Zigzag Graphene Nanoribbons Band Structure And Absorption Spectra

Since single-layer graphite (graphene) was successfully manufactured in 2004, graphene has excited scientists' wide attention and interest for its unique mechanical, electronic and optical properties. Today, with the rapid development of science and technology, graphene has become a new kind of carbon nano materials, from which graphene nanoribbons (GNRs) are produced. GNRs have a bright future in application. GNRs are materials with only one dimension. The geometry mainly decides electronic structure, so it is of great importance to study the geometry of GNRs. According to its' different edges, ZGNRs are mainly clas-sified to zigzag graphene nanoribbons (ZGNRs) with zigzag edges and armchair graphene nanoribbos (AGNRs) with armchair edges.Based on the tight-binding model, in ZGNRs the influence of boundary structure on the band structure, specially the electrons of the valence and conductor bands near the Fermi level, are studied in detailed. We construct the band structure and distribution of electrons on different atoms in. a unit cell on the valence band near the Fermi level of ZGNRs with seven reasonable boundary structures. We find that NN-ZGNRs with no dangling atoms at both two edges, DN-ZGNRs with dangling atoms only at one edge, SPP-ZGNRs and ASPP-ZGNRs with pentagons at both two edges are metallic. DD-ZGNRs with dangling atoms at both two edges, PN-ZGNRs with the defective structure of pentagons at one edge and no dangling atoms at the other edge, PD-ZGNRs with pentagons at one edge and dangling atoms at the other edge are semiconducting, and the energy gap is inversely proportional to the width of nanoribbons. But for DD-ZGNRs and PD-ZGNRs, the energy gap quickly reduces to zero with the increasing of width; for PN-ZGNRs, the energy gap decreases in index to a limited number of 0.154eV. It's found that different boundary structures have different effect on the distribution of electrons on the valence band near the Fermi level.
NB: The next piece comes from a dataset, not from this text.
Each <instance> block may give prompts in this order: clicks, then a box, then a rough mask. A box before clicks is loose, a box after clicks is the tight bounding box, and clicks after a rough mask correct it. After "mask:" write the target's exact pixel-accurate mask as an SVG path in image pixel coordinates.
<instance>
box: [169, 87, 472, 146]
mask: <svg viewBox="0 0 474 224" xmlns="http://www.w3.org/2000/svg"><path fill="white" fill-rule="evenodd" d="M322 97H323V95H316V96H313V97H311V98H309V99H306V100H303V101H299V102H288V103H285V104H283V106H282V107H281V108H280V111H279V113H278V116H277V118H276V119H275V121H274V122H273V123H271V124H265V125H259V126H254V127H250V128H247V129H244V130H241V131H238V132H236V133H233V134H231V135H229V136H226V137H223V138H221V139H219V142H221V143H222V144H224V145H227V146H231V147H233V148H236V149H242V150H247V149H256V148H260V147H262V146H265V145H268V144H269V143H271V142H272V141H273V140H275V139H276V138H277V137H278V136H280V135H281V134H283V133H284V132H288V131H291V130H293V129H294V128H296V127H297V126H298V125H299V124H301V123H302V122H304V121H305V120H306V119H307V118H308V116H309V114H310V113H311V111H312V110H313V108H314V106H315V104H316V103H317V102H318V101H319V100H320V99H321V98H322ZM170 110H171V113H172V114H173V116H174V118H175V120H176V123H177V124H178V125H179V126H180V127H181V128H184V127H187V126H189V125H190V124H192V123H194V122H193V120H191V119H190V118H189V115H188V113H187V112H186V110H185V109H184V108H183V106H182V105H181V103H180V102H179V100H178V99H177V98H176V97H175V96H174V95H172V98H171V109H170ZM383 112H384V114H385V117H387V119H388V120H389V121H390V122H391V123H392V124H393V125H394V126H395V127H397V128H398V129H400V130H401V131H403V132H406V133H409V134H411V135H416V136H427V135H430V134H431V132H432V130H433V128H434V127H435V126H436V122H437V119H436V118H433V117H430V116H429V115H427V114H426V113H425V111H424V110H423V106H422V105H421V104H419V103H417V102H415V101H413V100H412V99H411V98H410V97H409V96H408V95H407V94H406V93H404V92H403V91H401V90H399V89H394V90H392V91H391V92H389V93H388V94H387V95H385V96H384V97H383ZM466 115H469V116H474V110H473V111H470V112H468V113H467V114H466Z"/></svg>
And the probability of electrons on the valence band near the Fermi level on the atoms of two edges of nanoribbons is relatively large. Furthermore, the optical properties of ZGNRs are studied. We calculate the absorption optical spectrum with the gradient approximation and demonstrate the main electronic excitations and changes of distribution of electrons before and after excitations. We find that the optical spectrum has connection with both velocity matrix element and joint density of states (JDOS).